Quelle a été votre première expérience vidéoludique ?

Ma première expérience vidéoludique ? Space Invaders, quand j’étais enfant. En fait, quand j’avais sept ou huit ans, je traînais souvent dans une salle d’arcade près de chez moi. Si je passais beaucoup de temps là-bas, c’est parce que les tarifs étaient vraiment très bas ! Je jouais énormément, à presque tous les jeux : Space Invaders, Galaga, Galaxian…  Si je mets de côté Space Invaders,qui a été développé par Taito, tous les jeux auxquels je jouais étaient produits par Namco. Pour moi, les développeurs de cette entreprise étaient des dieux incarnés sur terre. Il fallait absolument que je rentre dans cette industrie, que je sache qui étaient ces gens et que je devienne comme eux, que je créé des jeux vidéo.
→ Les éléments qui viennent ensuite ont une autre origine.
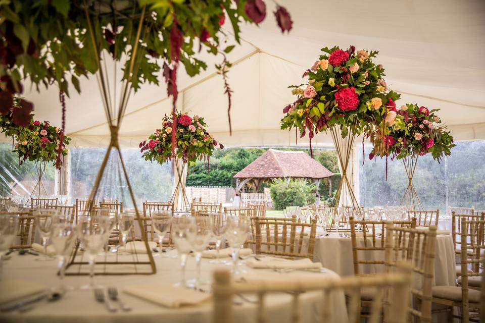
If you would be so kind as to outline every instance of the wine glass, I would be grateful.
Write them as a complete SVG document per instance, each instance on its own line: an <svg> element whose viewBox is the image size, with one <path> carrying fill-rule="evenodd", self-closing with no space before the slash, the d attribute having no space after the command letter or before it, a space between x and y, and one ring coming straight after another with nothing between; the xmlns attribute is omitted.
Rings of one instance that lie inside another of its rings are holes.
<svg viewBox="0 0 485 323"><path fill-rule="evenodd" d="M222 242L222 237L227 229L227 217L222 212L211 213L209 214L209 225L211 231L216 239L216 259L209 262L219 263L219 251Z"/></svg>
<svg viewBox="0 0 485 323"><path fill-rule="evenodd" d="M2 257L13 243L18 230L17 214L0 214L0 281L2 277Z"/></svg>
<svg viewBox="0 0 485 323"><path fill-rule="evenodd" d="M95 218L83 218L78 225L78 234L83 248L87 255L89 264L89 284L81 287L83 289L94 289L94 264L96 256L103 250L106 242L106 232L109 223L98 221Z"/></svg>
<svg viewBox="0 0 485 323"><path fill-rule="evenodd" d="M240 273L237 271L237 260L239 259L239 250L249 233L250 219L247 217L233 217L228 219L229 224L226 232L227 243L232 249L233 270L235 275Z"/></svg>
<svg viewBox="0 0 485 323"><path fill-rule="evenodd" d="M61 290L66 290L64 283L66 260L72 250L74 241L77 237L75 227L68 223L58 223L53 225L51 240L59 259L59 279Z"/></svg>
<svg viewBox="0 0 485 323"><path fill-rule="evenodd" d="M187 238L196 256L197 272L193 286L196 290L198 290L201 283L201 259L202 251L206 250L211 239L208 218L206 216L196 217L187 230Z"/></svg>
<svg viewBox="0 0 485 323"><path fill-rule="evenodd" d="M36 260L48 261L54 260L50 258L47 254L47 243L51 237L51 228L53 224L61 222L59 213L56 209L37 208L34 210L35 225L40 234L42 238L42 245L44 247L44 256L42 258L36 258Z"/></svg>
<svg viewBox="0 0 485 323"><path fill-rule="evenodd" d="M163 246L163 238L172 225L171 212L161 210L154 213L152 217L152 225L158 236L158 245L160 252L156 256L161 256Z"/></svg>
<svg viewBox="0 0 485 323"><path fill-rule="evenodd" d="M185 265L187 263L187 256L190 252L191 246L187 239L188 227L190 225L191 219L187 217L182 216L174 218L172 224L172 238L180 261L180 267L182 268L182 278L180 283L175 284L176 286L185 287Z"/></svg>
<svg viewBox="0 0 485 323"><path fill-rule="evenodd" d="M122 212L118 217L120 232L121 233L121 243L125 250L126 250L126 239L128 234L133 227L133 222L135 220L135 213L133 212Z"/></svg>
Est-ce que ça a été le déclic à votre vocation ?

Non, ça a été un peu plus tard. Je me suis acheté un ordinateur, pas très puissant si on le compare aux monstres actuels… C’était un Apple II, je crois. On ne pouvait pas faire grand-chose avec. Aussi je m’amusais à modifier les jeux, à en changer les lignes de code. J’avais 11 ans et je n’avais qu’une idée en tête, comprendre comment étaient construits ces jeux, comprendre comment ils marchaient. Aussi trafiquer les softs des autres a sans doute été la meilleure école au monde ! Je voulais être programmeur, et pas autre chose.  Les ordinateurs étaient chers à l’époque, on ne pouvait en acheter sur un coup de tête comme aujourd’hui. Alors, quand j’ai demandé à ma mère de m’en procurer un, je lui ai promis que lorsque je serais un créateur de jeu riche et célèbre, je lui achèterais une maison et une bague avec un gros diamant dessus. Aujourd’hui, elle me rappelle assez souvent ma promesse : « Dis donc, elle est où la bague que tu m’avais promise ? » (rires)

Vous avez travaillé pour de nombreux développeurs : SNK, Irem, Capcom. Que retenez-vous de votre passage chez chacun d’entre eux ?
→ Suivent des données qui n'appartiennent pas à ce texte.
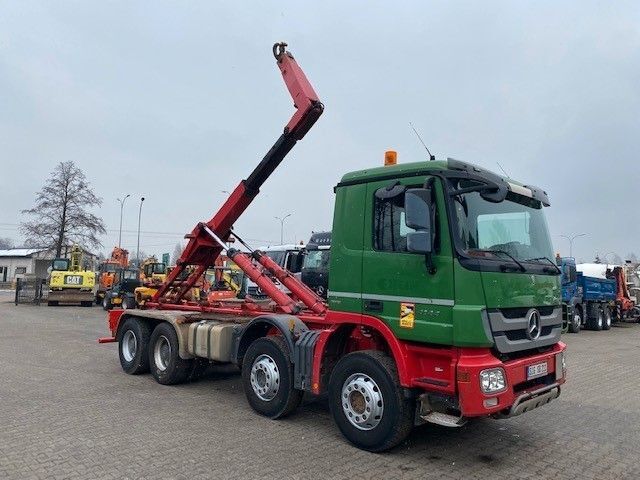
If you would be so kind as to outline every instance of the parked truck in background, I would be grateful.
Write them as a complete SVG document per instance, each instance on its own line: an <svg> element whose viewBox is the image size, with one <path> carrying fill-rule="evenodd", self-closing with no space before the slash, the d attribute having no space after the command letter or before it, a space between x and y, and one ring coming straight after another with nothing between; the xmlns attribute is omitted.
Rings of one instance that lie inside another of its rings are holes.
<svg viewBox="0 0 640 480"><path fill-rule="evenodd" d="M578 333L582 328L609 330L616 301L615 280L587 276L577 271L571 257L556 257L562 270L563 318L568 330Z"/></svg>
<svg viewBox="0 0 640 480"><path fill-rule="evenodd" d="M103 304L104 294L122 276L121 271L129 267L129 252L124 248L113 247L111 256L100 264L96 304ZM104 305L103 305L104 306Z"/></svg>
<svg viewBox="0 0 640 480"><path fill-rule="evenodd" d="M47 305L61 303L93 305L96 275L83 265L83 252L79 245L71 248L70 258L56 258L51 263Z"/></svg>
<svg viewBox="0 0 640 480"><path fill-rule="evenodd" d="M187 236L153 299L111 311L111 335L100 341L118 342L126 373L151 371L161 384L185 381L196 359L237 365L249 404L273 419L305 392L326 393L343 435L370 451L397 445L416 423L457 427L557 398L560 278L540 188L453 159L399 165L392 153L389 166L344 175L327 302L264 252L227 246L233 224L323 111L285 47L274 55L297 111L284 133ZM222 253L269 302L186 297Z"/></svg>
<svg viewBox="0 0 640 480"><path fill-rule="evenodd" d="M300 278L322 298L329 290L329 260L331 258L331 232L312 232L305 247Z"/></svg>

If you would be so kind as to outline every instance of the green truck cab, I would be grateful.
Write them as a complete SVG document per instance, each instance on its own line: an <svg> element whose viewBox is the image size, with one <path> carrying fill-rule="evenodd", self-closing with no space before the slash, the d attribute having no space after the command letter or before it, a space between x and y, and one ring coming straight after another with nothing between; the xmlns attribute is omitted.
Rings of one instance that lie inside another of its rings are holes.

Ce qu’il faut savoir c’est que SNK, Irem et Capcom sont situés à Osaka, contrairement à la plupart des studios de jeu vidéo qui sont installés à Tokyo. Dans les années 80-90, les développeurs d’Osaka étaient souvent considérés comme des mauvais garçons, des développeurs sans limites. On pouvait se permettre de faire, de créer les jeux qui nous plaisaient, de tenter des expériences auxquelles les créateurs de Tokyo n’auraient jamais pu penser. Ca nous laissait beaucoup, beaucoup de liberté.

Est-ce toujours vrai aujourd’hui ou les développeurs d’Osaka sont-ils rentrés dans le rang ?

A mon sens, cette différence est toujours d’actualité aujourd’hui. Je prends l’exemple de MadWorld. MadWorld, c’est un jeu trop violent, excessif, tellement brutal et barbare que ça en devient drôle. Je pense que c’est parce qu’on est à Osaka qu’on peut se permettre ce genre de choses. Si MadWorld avait été développé à Tokyo, la direction aurait sans aucun doute bridé les créateurs, aurait placé des barrières à ne pas dépasser. MadWorld, c’est un jeu façon Osaka. Sans retenue, sans censure, radical.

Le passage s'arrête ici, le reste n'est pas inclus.